Introduction to KNN algorithm
KNN (K-Nearest Neighbor) nearest neighbor classification algorithm is one of the simplest algorithms in data mining classification (classification) technology. Its guiding ideology is "near Zhu Zhechi, close to ink black", that is, inferred by your neighbors Out of your category.
Simple Application Server
USD1.00 New User Coupon
* Only 3,000 coupons available.
* Each new user can only get one coupon(except users from distributors).
* The coupon is valid for 30 days from the date of receipt.
The implementation principle of the KNN nearest neighbor classification algorithm: In order to determine the category of the unknown sample, all the samples of the known category are used as a reference to calculate the distance between the unknown sample and all the known samples, and the K known samples with the closest distance to the unknown sample are selected. According to the majority-voting rule (majority-voting), the unknown sample and the K nearest samples are classified into one category.
The above is the basic principle of the KNN algorithm in the classification task. In fact, the meaning of the letter K is the number of the nearest sample instances to be selected. The K value of the KNN algorithm in scikit-learn is adjusted by the n_neighbors parameter. The default The value is 5.
How to judge which category the green circle should belong to, whether it belongs to the red triangle or the blue square? If K=3, since the proportion of the red triangle is 2/3, the green circle will be judged as belonging to the category of the red triangle. If K=5, since the proportion of the blue square is 3/5, the green circle will be judged It belongs to the blue square category.

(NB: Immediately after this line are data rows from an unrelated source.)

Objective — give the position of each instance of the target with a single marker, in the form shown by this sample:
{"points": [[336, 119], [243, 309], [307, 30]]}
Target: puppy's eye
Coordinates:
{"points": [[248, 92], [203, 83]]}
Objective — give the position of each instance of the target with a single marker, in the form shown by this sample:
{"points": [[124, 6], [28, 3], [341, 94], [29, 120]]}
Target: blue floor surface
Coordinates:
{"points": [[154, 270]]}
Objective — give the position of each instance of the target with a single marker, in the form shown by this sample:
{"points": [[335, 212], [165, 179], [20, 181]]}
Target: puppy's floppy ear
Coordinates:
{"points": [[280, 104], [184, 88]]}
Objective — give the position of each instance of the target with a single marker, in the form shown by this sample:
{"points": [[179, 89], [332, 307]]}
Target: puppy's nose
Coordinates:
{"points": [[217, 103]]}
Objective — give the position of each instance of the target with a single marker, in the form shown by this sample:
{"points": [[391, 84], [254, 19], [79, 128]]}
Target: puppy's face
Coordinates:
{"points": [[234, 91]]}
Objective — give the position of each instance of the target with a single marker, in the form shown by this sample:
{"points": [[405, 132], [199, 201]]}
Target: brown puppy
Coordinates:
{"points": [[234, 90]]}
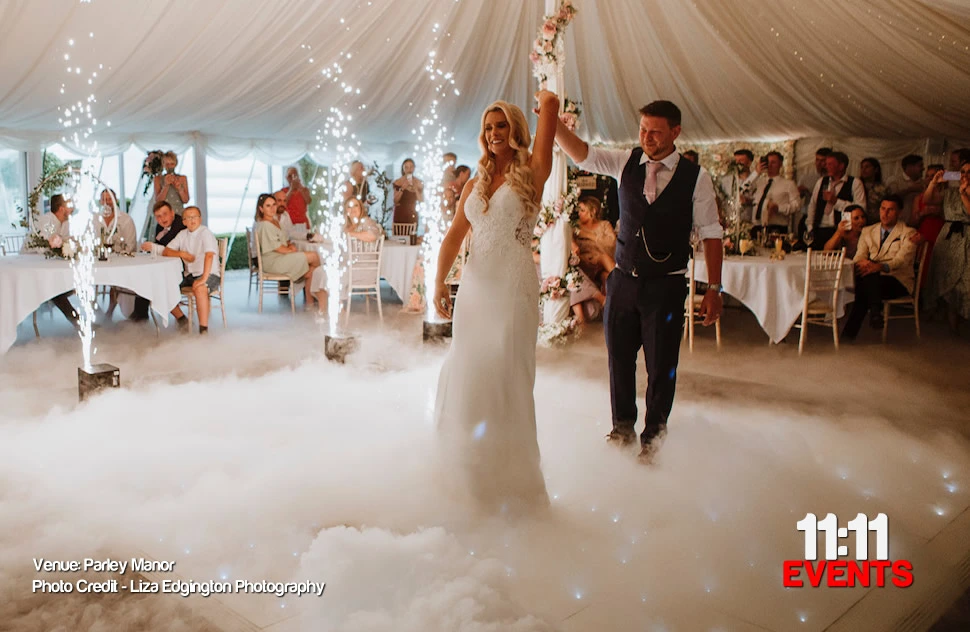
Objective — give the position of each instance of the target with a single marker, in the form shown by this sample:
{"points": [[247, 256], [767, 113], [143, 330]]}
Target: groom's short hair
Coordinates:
{"points": [[663, 109]]}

Since the KNN nearest neighbor classification algorithm only determines the category of the sample to be classified based on the category of the nearest one or several samples in the classification decision, rather than relying on the method of discriminating the class domain to determine the category, so for the class domain KNN method is more suitable than other methods for sample sets to be divided with more crossover or overlap.
The key to the KNN algorithm:
(1) All features of the sample must be quantified comparatively
If there are non-numerical types in the sample characteristics, measures must be taken to quantify them as numerical values. For example, the sample feature contains color, and the distance calculation can be realized by converting the color to gray value.
(2) Sample features need to be normalized
The sample has multiple parameters, and each parameter has its own domain and value range, and their influence on distance calculation is different. For example, the influence of a larger value will overwhelm the parameter with a smaller value. Therefore, the sample parameters must be scaled. The simplest way is to normalize the values of all features.
(3) A distance function is needed to calculate the distance between two samples
The commonly used distance functions are: Euclidean distance, cosine distance, Hamming distance, Manhattan distance, etc. Euclidean distance is generally selected as the distance measure, but this is only applicable to continuous variables. In the case of discontinuous variables such as text classification, Hamming distance can be used as a measure. Under normal circumstances, if some special algorithms are used to calculate the metric, the accuracy of K nearest neighbor classification can be significantly improved, such as the use of large edge nearest neighbor method or nearest neighbor component analysis method.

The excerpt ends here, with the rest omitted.